5 décembre 2016 Version imprimable de cet article Version imprimable

Rivalités fraternelles antiques – cycle 3 - questionnement libre

Sans titre Yaël Boublil, professeure de lettres au collège Jean-Baptiste Clément, professeure formatrice académique, nous livre sa réflexion sur la place des textes fondateurs dans les nouveaux programmes. Le thème des rivalités fraternelles antiques entre en écho avec l’actualité, celle appelant notre questionnement sur la fraternité. Parler de fraternité en classe et par les textes fondateurs, pour tenter de réfléchir sur ce qu’ils nous disent de la violence, car le premier meurtre est un meurtre entre frères, mais aussi pour aborder les questions de l’affection, de la famille et de l’amitié qui sont essentielles à l’adolescence.

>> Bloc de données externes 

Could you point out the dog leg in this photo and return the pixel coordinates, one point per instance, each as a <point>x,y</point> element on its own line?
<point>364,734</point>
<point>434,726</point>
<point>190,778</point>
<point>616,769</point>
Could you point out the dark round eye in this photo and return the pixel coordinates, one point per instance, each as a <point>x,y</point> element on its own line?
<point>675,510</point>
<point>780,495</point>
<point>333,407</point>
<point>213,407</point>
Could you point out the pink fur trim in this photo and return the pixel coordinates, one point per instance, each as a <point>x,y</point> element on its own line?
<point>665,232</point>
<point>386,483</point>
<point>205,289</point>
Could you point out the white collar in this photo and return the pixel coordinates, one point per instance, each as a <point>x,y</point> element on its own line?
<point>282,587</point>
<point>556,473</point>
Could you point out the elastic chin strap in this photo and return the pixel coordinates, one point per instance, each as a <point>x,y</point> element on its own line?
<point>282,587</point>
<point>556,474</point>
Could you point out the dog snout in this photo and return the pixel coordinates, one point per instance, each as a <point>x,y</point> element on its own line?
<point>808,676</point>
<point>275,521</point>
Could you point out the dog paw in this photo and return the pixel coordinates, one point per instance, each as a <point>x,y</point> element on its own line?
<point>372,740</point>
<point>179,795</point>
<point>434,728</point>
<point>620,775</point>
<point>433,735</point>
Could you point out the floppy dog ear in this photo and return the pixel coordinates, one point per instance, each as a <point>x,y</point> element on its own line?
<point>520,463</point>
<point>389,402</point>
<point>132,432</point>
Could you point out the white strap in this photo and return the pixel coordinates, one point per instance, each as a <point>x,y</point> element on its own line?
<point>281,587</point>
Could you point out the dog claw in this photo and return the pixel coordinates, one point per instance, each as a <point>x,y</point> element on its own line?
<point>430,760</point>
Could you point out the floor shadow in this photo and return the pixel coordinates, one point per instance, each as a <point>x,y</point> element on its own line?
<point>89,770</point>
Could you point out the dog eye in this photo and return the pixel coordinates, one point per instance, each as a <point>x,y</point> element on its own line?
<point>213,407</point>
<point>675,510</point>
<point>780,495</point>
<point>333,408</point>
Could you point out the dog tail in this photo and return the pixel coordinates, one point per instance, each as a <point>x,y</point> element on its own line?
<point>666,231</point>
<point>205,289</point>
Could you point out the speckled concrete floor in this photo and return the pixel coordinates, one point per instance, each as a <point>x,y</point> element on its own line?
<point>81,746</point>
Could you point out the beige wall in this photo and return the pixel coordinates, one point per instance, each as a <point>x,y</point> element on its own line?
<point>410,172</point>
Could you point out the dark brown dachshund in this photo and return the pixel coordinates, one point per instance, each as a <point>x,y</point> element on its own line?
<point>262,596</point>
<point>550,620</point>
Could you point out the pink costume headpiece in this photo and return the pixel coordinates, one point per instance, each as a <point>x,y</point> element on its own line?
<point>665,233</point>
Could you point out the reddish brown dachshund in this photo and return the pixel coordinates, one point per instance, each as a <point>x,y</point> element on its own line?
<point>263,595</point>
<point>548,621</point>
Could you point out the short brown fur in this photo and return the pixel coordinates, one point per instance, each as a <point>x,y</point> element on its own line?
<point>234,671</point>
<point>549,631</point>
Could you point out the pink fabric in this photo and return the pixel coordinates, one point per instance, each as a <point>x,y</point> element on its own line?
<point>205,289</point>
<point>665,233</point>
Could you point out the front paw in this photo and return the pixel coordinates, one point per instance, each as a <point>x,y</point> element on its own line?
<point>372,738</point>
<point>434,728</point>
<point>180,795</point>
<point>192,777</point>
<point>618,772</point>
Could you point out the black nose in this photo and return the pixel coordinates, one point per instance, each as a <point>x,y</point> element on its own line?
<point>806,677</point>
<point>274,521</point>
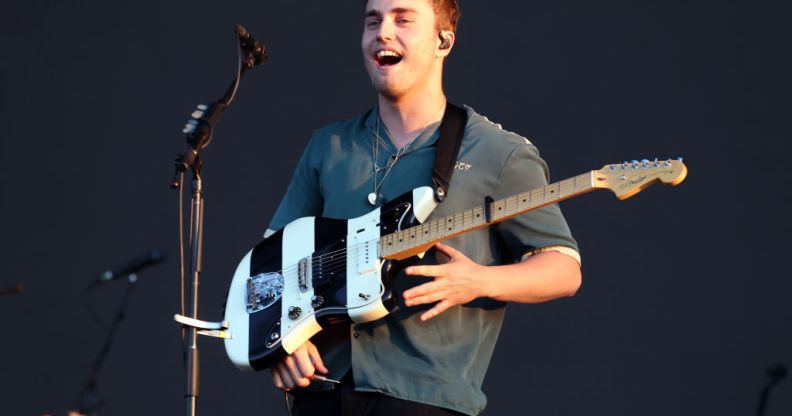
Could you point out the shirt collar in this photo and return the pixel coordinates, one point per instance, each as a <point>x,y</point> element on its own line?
<point>427,137</point>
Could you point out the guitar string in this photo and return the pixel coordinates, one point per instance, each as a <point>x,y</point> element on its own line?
<point>458,220</point>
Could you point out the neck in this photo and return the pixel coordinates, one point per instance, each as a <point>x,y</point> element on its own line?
<point>406,116</point>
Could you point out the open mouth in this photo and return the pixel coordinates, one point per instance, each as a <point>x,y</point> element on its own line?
<point>387,58</point>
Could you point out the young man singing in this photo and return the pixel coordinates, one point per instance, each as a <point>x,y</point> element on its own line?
<point>428,356</point>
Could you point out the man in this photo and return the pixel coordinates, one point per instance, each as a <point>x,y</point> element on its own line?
<point>430,354</point>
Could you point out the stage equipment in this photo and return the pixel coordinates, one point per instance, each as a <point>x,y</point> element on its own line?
<point>150,258</point>
<point>89,401</point>
<point>199,129</point>
<point>774,376</point>
<point>12,290</point>
<point>318,272</point>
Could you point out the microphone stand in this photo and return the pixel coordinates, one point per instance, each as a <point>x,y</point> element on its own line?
<point>89,401</point>
<point>199,130</point>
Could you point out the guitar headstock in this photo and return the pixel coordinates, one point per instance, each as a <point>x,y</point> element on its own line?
<point>628,178</point>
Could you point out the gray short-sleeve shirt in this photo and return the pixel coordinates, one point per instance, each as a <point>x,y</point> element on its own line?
<point>441,362</point>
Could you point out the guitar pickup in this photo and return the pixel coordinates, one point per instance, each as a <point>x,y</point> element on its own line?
<point>303,271</point>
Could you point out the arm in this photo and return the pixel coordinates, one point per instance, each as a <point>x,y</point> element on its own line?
<point>539,278</point>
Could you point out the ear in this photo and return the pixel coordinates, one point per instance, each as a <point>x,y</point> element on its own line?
<point>450,38</point>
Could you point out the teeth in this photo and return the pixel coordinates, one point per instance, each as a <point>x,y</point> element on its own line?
<point>382,54</point>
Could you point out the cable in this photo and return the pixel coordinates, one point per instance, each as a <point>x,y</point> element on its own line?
<point>288,406</point>
<point>181,257</point>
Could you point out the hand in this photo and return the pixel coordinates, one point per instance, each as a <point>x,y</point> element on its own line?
<point>457,282</point>
<point>298,368</point>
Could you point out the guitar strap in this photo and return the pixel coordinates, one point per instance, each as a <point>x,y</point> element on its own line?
<point>452,128</point>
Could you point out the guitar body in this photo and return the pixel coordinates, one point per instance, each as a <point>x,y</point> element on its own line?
<point>314,273</point>
<point>318,272</point>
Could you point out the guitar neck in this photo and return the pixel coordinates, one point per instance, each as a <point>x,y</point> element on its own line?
<point>417,239</point>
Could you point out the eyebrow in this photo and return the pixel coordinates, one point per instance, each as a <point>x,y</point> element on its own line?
<point>397,10</point>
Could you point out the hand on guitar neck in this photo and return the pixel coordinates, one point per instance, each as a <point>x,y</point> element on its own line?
<point>299,368</point>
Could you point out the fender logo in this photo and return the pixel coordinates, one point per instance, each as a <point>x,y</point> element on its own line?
<point>462,166</point>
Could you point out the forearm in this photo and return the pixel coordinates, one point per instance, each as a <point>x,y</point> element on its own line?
<point>542,277</point>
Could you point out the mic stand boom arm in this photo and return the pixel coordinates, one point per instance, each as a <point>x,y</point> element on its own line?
<point>199,130</point>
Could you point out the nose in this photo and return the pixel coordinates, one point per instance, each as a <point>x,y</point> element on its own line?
<point>386,31</point>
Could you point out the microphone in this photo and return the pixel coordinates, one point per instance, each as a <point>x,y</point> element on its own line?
<point>151,258</point>
<point>253,46</point>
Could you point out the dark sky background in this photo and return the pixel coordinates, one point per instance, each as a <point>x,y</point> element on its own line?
<point>685,301</point>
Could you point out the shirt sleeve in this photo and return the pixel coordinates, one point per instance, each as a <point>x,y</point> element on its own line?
<point>304,195</point>
<point>543,228</point>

Les « textes fondateurs » et les anciens programmes

Dans notre discipline, peut-être plus que pour d’autres, nos programmes procèdent par sédimentation. C’est particulièrement vrai pour les « textes anciens » qui sont entré au programme de la classe de 6e avec les programmes de 1938. Les épopées classiques (Homère et Virgile), les Métamorphoses d’Ovide côtoient donc La Bible dans les manuels de lettres depuis fort longtemps. Comme le montre Nathalie Denizot,dans un article de 2006 qui a considérablement nourri ma réflexion, les « textes anciens » se sont imposés progressivement, en lien étroit avec les langues anciennes, dont ils servaient au départ, soit de substitut pour les sections modernes, soit de propédeutique pour les options latin et grec ancien à partir des programmes de 1977.

Pourtant les « textes anciens » ne se sont réellement imposés dans les pratiques de classe qu’à partir des programmes de 1996 sous la dénomination de « textes fondateurs » où ils ont repris une valeur non plus seulement historique mais aussi idéologique, dénomination qui a imposé une reconfiguration de la lecture de ses textes, comme appartenant à une nouvelle catégorie générique scolaire.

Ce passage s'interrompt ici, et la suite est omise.